Abstract
Objective:
The purpose of the study is to estimate the financial impact on the Italian National Health Service of the use of BD Micro-Fine™ 4 mm 32G needles for insulin pens and of the BD Educational Starter Kit programme as compared to the use of longer pen needles, without the support of any educational programme.
Methods:
A budget impact model was developed to estimate the direct medical costs up to 12 months.
The resource utilisation (insulin and complications associated with diabetes) was derived from literature. Only direct medical costs were considered. Ex-factory prices and National Tariffs were considered to estimate the costs of insulin and medical resource used to manage the complications associated with diabetes, respectively. The analysis was restricted to insulinised patients diagnosed with type 2 diabetes. Key variables were tested in the sensitivity analysis.
Results:
The cost per patient treated with BD needles presents a reduction of €32.08 of average annual cost (€690.02) compared to that associated with the patient treated with needles of other brands (€722.11). Given an increase in the percentage of use of BD needles that, compared to the base case, could involve 20%, 50% or 100% of patients, there would be a significant reduction in the expense incurred by the Italian National Health Service in the range of €2,536,710–€12,683,551.
Conclusion:
The use of the BD needles and the BD educational programme, as an alternative to the use of longer pen needles without the support of any educational programme, could represent an effective option to a low cost for the Italian National Health Service.
Keywords
Introduction
The control of glycated haemoglobin levels and the consequent corrections to insulin therapy are the main issues investigated during a diabetology visit; less time, however, is spent investigating the insulin injection technique used by patients. 1 Yet, the latter is fundamental in guaranteeing that the drug acts properly, and therefore, it should be considered as significant as the type of insulin selected or the administration dosage. 1 In addition to injection site rotation and the procedure for inserting the needle into the skin, a correct injection technique also involves selecting the proper needle length. 1 Many studies have investigated this last issue demonstrating patient’s preference, effectiveness and safety of 4 mm 32G needles for insulin pens.2–8 These needles provide the same level of blood glucose control as longer needles (12.7, 8, 6 and 5 mm), while reducing the risks and pain associated with intramuscular injections.2–8
The results of a recent analysis conducted in the North of Italy by Grassi et al. 1 demonstrated the importance of a proper injection technique. The adoption of 4 mm needles for insulin pens (BD Micro-Fine™ 4 mm 32G) and of the joint educational programme on injection technique (BD Educational Starter Kit), in the 3-month observation period of the study, resulted in a significant reduction of glycated haemoglobin (−0.58%; 95% confidence interval (CI): 0.50%–0.66%) in insulinised patients (p < 0.05) as compared to the use of longer needles (5, 6, 8 and 12.7 mm). 1 In addition to the improved blood glucose control, the study demonstrated how a proper injection technique allows the consumption of insulin to be significantly reduced (−2 IU; 95% CI: 1.4–2.5 IU).

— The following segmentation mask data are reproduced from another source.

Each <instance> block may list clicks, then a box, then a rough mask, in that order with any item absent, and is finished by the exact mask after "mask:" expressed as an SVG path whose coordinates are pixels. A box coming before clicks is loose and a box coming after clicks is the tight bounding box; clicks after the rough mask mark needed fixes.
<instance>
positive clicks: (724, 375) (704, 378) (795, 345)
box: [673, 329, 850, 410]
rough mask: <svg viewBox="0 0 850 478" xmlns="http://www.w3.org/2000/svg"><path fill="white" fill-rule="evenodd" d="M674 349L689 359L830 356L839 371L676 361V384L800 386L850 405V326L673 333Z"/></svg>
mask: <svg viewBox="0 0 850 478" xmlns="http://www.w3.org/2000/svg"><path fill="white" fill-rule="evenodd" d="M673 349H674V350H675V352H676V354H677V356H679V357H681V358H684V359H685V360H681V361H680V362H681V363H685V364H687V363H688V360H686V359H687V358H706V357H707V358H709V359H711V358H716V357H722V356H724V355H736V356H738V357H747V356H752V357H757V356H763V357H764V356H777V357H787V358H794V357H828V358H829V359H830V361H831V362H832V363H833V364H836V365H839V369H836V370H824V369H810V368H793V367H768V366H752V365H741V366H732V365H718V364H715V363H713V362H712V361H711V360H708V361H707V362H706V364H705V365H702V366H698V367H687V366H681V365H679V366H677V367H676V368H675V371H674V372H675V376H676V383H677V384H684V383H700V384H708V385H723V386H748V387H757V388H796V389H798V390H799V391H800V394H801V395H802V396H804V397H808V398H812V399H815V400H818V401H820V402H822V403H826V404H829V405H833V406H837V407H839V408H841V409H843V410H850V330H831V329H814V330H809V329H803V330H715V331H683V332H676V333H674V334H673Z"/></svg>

Based on these clinical results, 1 it seemed appropriate to also perform a budget impact analysis (BIA) to estimate the financial impact on the Italian National Health Service (NHS) of the use of BD Micro-Fine 4 mm 32G needles for insulin pens and of the BD Educational Starter Kit programme for the proper administration of insulin, as compared to the use of longer pen needles (5, 6, 8 and 12.7 mm) without the support of any educational programme.
Methods
To evaluate the economic impact of BD needles and of the BD educational programme, a budget impact model (BIM) was developed in Excel®. The healthcare expenditures considered here intend to describe, for insulinised patients, the cost of needles, of pharmacological treatment (insulin) and of managing the complications associated with diabetes. The analysis was only restricted to insulinised patients (without any other anti-diabetics drugs) diagnosed with type 2 diabetes. The BIA covers a period of 1 year. Figure 1 schematically shows the structure of the BIM. The analysis was conducted in accordance with the Guidelines of the International Society for Pharmacoeconomics and Outcomes Research (ISPOR) for conducting budget impact analyses.9,10

Structure of the budget impact model.a
Assumptions of the BIM
The number of patients subject to the BIA was estimated based on the resident population in Italy on 1 January 2017 (sample basis). 11 The population with diabetes was calculated applying a prevalence rate of 6.2%. 12 It was then possible to stratify the population in order to determine the number of patients with type 2 diabetes in treatment with insulin alone.12,13 In line with the methodology adopted here, the population of patients with type 1 diabetes, which is, according to the most recent estimations, 13 around 5.4% of the total population, was excluded from the analysis (see section ‘Discussion’).
In the base case, 100% of patients use needles of other brands without the adoption of any educational programme. In addition to this case, the BIA also evaluated three other scenarios in which an increased level of adoption of the BD needles and of the joint educational programme was hypothesised (20%, 50% and 100%).
Input data for the BIM
Population
The reference population is composed of patients with type 2 diabetes in treatment with insulin only. Table 1 reports in detail the estimation process that, from the sample basis (resident population in Italy on 1 January 2017), leads to the identification of the number of patients subject to this BIA, around 400,000.11–13
Population subject to the BIM.
Treatment groups
Following the methodological approach adopted in the clinical study by Grassi et al., 1 two treatment groups were compared in the BIM:
Patients who use the BD 4 mm 32G needles and the BD educational programme (henceforth indicated by ‘BD needles’).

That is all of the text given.